Per the Ghana Road Traffic Regulations Act 2009, the use of motorcycles for commercial purposes is illegal but various interest groups have mounted pressure on governments to legalize the trade all to no avail as yet.
But the commission says it is committed to leading the process that will lead the review of the law that bars the commercial use of motorbikes, possibly making it legal. It is however calling on motorbike riders and all road users to exercise a high sense of discipline on the road because of the alarming statistics on motorbike related accidents.
Following a decision by Driver, Vehicle and Licensing Authority (DVLA) and the Motor Traffic and Transport Department (MTTD) of the Ghana Police Service, to kick against the proposed legalization of “Okada” operations, some ‘okada’ riders had in the past demonstrated to register their concerns.
Deputy Minister of Interior, Henry Quartey in 2017 added his voice to the many calls for a revision of the laws regulating the use of motorcycles for commercial purposes stating that “We would want to humbly plead with your august committee, in your report to see how best we can put some measures in place to ensure that there is a balance between the usage of motorbikes in the country.”
According to the National Safety commission, ‘Okada’ operations in the country is a major issue that the commission will use the West Africa Road Safety Organisation day as an opportunity to address.

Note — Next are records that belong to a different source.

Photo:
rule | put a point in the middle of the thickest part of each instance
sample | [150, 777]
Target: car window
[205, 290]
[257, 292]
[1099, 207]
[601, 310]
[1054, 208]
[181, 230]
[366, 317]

Executive Director of the commission, lng. (Mrs.) May Obiri-Yeboah said, “It has been ten good years of knowledge transfer and partnerships that have benefitted our region. During the period we have worked together to promote the use of retro-reflective tapes for some classes of vehicles to improve vehicle conspicuity and also reflect on the consequences for using motorcycles for commercial purposes in the sub-region. With the benefit of these learnings, we are poised to confront the ‘Okada’ issue as they have become a major road safety concern”.
This year’s observation of the day will be a decade since its existence and it’s themed “”WARSO in the Last Ten Years: the Journey So Far’.

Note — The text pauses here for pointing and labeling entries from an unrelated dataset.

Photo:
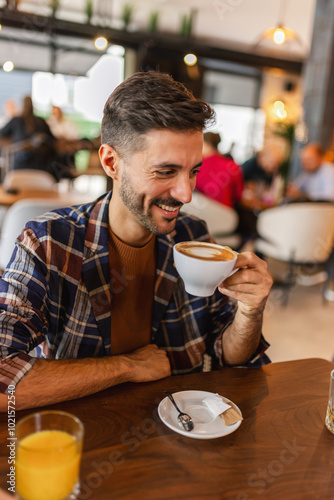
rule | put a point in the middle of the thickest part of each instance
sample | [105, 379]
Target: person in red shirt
[220, 177]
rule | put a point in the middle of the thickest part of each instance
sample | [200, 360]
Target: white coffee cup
[203, 266]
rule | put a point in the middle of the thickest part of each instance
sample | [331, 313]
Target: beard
[135, 204]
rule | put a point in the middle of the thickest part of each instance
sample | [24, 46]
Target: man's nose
[183, 188]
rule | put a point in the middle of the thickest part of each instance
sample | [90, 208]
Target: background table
[282, 450]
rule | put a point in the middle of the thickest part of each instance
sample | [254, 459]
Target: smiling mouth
[167, 208]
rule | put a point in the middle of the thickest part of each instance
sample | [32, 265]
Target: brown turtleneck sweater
[132, 277]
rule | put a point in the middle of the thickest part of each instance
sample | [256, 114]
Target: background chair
[15, 219]
[299, 234]
[29, 179]
[222, 221]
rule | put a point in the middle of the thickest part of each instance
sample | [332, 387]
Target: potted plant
[54, 4]
[89, 10]
[127, 15]
[153, 21]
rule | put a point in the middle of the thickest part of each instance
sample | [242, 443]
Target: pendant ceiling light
[280, 34]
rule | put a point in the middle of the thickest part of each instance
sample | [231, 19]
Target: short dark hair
[212, 139]
[147, 101]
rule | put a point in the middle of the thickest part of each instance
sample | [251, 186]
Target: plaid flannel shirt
[57, 290]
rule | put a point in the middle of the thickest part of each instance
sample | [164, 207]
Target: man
[316, 182]
[97, 282]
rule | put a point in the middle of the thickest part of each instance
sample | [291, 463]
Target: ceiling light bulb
[190, 59]
[101, 43]
[279, 36]
[8, 66]
[281, 113]
[278, 105]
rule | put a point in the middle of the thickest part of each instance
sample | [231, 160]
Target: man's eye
[165, 173]
[196, 171]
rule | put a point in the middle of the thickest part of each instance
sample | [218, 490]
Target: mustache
[171, 202]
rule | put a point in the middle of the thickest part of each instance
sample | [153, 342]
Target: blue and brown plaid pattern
[56, 291]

The West African Road Safety Organization was established on May 8, 2008 under the auspices of the Economic Community of West African States (ECOWAS). Its mandate is to promote safe road transport in the sub-region through knowledge and experience sharing among member countries. It has since observed May 8 each year as the WARSO day to help raise and increase awareness of road safety issues in the sub-region.
This year member states will seize the opportunity to reflect on the theme and discuss key challenges affecting safe road transport systems in the sub-region.